The list below is certainly not exhaustive, and may not even be representative.
Our intended goal here is to give the readers a sense of the current use
of Bayesian analysis in Genetics.
J.S. SINSHEIMER, J.A. LAKE, AND R.J.A. LITTLE (1996).
Bayesian Hypothesis Testing of Four-Taxon Topologies Using Molecular
Sequence Data.
Biometrics 52, pp193-210.
Contact: Roderick J. A. Little, University of
Michigan, <rlittle@umich.edu>.
Bayesian analysis is used to test three hypotheses concerning the correct
topology from the available DNA sequences. Classical hypothesis testing is
reported to be difficult due to test the multiple alternative hypotheses
involved, while Bayesian analysis being conceptually straightforward.

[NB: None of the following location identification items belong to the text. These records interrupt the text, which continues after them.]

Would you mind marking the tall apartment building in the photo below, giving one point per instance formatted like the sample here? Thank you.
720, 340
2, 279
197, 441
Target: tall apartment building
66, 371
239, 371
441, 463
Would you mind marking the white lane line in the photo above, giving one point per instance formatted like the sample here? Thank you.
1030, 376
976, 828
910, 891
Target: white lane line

Multinomial and Multivariate normal sampling models are used with uniform
priors on the parameters to obtain the posterior probabilities of the
hypotheses. Using a large simulation study to assess the frequentist
properties of the Bayesian tests, the authors conclude that Bayesian tests
are well calibrated and have reasonable discriminating power
for a wide range of realistic conditions.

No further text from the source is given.